A Associação Internacional dos Trabalhadores (A.I.T.),
historicamente, foi a primeira organização da classe operária de caráter
internacional. Suas origens, segundo a maioria dos que se dedicam à História do
Socialismo, remontam ao ano de 1862, durante a Exposição Internacional de
Londres, ocasião em que operários franceses, alemães e ingleses estabeleceram
as primeiras conversações no sentido da criação de um organismo internacional
dos trabalhadores. No ano de 1863, aconteceu outro encontro, novamente em Londres,
que reuniu alguns operários ingleses e franceses, convocando-se, por iniciativa
de trabalhadores franceses, um Encontro de Trabalhadores para o ano seguinte.
Ampla, abarca não só os partidários do socialismo científico, mas também
proudhonianos, bakuninistas, blanquistas, entidades sindicais e até setores
positivistas.
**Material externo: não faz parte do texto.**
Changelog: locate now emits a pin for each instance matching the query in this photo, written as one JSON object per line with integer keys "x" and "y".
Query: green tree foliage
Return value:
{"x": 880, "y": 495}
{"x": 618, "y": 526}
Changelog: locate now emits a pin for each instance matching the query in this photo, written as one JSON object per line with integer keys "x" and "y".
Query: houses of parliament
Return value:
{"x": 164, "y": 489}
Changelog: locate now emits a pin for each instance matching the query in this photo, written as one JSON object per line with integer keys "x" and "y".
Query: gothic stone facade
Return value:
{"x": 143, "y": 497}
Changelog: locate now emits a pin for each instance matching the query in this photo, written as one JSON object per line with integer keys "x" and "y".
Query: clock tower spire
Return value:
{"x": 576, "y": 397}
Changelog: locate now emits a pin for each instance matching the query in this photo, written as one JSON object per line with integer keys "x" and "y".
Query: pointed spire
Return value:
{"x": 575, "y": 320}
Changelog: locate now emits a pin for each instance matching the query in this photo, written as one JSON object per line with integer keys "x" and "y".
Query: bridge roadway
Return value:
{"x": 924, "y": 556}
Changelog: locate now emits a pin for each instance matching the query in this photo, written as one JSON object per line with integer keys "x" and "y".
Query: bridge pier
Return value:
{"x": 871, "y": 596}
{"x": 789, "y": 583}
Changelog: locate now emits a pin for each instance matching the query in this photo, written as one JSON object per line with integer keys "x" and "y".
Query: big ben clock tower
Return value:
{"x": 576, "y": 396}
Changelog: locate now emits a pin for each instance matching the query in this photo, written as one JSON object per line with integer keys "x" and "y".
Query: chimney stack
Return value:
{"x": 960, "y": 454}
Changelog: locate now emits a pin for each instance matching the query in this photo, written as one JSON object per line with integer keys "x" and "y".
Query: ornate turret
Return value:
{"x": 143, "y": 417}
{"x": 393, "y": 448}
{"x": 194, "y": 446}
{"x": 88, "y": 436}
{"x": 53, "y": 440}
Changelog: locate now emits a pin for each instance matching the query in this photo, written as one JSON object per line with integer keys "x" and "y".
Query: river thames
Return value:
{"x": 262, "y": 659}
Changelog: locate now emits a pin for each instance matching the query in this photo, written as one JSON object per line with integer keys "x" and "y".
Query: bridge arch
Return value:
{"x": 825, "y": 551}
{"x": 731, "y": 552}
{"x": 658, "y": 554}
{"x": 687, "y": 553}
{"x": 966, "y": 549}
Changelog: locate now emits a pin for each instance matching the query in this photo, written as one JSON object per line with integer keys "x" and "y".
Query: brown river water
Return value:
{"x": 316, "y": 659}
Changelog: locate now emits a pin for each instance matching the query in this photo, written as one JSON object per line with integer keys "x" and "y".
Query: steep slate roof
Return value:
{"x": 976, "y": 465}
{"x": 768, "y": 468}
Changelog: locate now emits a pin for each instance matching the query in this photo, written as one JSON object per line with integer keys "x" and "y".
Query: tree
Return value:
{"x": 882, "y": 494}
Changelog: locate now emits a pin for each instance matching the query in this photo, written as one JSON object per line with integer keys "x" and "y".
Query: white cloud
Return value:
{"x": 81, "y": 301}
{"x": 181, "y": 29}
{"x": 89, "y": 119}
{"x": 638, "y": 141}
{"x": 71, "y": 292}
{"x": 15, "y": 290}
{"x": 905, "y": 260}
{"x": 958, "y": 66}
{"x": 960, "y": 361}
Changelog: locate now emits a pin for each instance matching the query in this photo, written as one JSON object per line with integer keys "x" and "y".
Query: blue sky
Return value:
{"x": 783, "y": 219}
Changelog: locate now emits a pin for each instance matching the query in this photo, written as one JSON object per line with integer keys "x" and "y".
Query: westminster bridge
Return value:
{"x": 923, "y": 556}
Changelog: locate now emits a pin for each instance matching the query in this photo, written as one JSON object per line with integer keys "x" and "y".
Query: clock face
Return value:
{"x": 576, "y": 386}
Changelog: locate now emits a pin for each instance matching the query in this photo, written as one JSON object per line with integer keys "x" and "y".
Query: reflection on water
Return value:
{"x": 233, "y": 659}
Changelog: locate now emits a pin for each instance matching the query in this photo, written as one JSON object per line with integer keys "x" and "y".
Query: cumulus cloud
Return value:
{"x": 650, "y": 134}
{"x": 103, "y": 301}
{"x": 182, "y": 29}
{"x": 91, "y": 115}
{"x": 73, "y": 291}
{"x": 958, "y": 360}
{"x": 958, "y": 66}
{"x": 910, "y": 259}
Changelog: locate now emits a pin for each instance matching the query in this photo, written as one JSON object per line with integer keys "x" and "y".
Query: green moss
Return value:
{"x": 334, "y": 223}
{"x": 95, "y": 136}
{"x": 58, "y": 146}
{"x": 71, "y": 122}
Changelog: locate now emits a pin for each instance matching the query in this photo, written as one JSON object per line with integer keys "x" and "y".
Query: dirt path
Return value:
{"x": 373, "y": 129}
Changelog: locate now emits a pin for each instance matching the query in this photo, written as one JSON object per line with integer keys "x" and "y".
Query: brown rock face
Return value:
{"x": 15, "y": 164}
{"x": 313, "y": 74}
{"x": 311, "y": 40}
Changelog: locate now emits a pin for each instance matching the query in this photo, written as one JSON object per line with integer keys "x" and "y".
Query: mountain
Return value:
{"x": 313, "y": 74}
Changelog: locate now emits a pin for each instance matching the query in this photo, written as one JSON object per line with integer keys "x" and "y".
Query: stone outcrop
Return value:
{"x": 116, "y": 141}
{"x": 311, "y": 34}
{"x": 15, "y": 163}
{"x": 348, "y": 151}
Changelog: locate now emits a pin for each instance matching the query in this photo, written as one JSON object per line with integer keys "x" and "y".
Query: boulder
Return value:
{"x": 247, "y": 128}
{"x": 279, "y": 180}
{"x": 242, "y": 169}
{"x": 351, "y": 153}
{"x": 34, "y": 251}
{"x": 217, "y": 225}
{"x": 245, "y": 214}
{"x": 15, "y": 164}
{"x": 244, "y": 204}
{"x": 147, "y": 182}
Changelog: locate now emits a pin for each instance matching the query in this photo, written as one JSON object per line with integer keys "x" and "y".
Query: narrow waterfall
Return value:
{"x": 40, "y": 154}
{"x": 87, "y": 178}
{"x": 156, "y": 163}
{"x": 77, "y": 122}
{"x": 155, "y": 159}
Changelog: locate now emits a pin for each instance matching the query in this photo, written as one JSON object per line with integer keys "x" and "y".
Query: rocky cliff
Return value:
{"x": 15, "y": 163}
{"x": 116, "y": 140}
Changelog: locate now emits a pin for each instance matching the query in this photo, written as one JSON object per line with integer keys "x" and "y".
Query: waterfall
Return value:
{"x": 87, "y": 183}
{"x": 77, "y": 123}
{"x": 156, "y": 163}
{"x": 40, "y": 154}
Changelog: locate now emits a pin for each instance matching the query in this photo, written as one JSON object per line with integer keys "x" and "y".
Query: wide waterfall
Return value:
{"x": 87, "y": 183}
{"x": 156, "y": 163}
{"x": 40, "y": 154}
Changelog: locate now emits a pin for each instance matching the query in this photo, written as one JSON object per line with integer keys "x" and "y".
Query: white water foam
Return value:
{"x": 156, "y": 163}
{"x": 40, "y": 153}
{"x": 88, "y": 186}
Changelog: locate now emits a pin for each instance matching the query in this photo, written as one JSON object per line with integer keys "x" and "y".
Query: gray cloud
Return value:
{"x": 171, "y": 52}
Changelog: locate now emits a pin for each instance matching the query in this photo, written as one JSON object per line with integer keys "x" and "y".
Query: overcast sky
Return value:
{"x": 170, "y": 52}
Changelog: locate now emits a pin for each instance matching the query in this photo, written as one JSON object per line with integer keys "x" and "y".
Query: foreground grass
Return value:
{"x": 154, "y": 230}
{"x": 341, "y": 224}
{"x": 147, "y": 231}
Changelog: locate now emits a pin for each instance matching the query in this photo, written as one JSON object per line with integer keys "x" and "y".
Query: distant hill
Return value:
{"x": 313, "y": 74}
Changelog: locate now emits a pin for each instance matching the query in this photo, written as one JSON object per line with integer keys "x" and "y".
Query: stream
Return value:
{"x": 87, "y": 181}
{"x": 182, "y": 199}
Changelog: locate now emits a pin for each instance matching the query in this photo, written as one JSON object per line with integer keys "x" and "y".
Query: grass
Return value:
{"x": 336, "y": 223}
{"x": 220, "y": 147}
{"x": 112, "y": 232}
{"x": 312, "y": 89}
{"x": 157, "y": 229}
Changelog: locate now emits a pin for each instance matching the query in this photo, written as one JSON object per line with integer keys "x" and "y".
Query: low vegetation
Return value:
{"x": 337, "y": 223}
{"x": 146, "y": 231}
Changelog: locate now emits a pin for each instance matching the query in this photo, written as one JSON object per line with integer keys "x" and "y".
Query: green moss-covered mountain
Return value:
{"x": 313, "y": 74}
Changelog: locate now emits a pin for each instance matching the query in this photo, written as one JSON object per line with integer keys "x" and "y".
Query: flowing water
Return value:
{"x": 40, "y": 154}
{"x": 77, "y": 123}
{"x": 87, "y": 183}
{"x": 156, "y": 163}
Atuará até 1876. O Encontro fundacional acontece em 28 de
setembro de 1864 em Saint Martin's Hall, Londres, data que marca, oficialmente,
a fundação da Associação Internacional dos Trabalhadores (AIT), que passou a
ser mundialmente conhecida como PRIMEIRA INTERNACIONAL. Participaram dessa
reunião delegados de organizações operárias inglesas, francesas, italianas,
alemãs, suíças e polonesas, na qual constituiu-se um Comitê Provisório formado
por 27 trabalhadores ingleses, 9 franceses, 9 alemães, 6 italianos, 2 suíços e
2 poloneses, além de emigrantes socialistas alemães e poloneses. Karl Marx não
fizera parte do grupo que fundara a AIT. Chegou até ela na qualidade de
convidado, mas, durante a Assembleia, foi indicado para elaboração dos
Estatutos e Declaração de Princípios, contando com a colaboração de Engels,
além de ter escrito a Mensagem Inaugural que reproduzimos abaixo.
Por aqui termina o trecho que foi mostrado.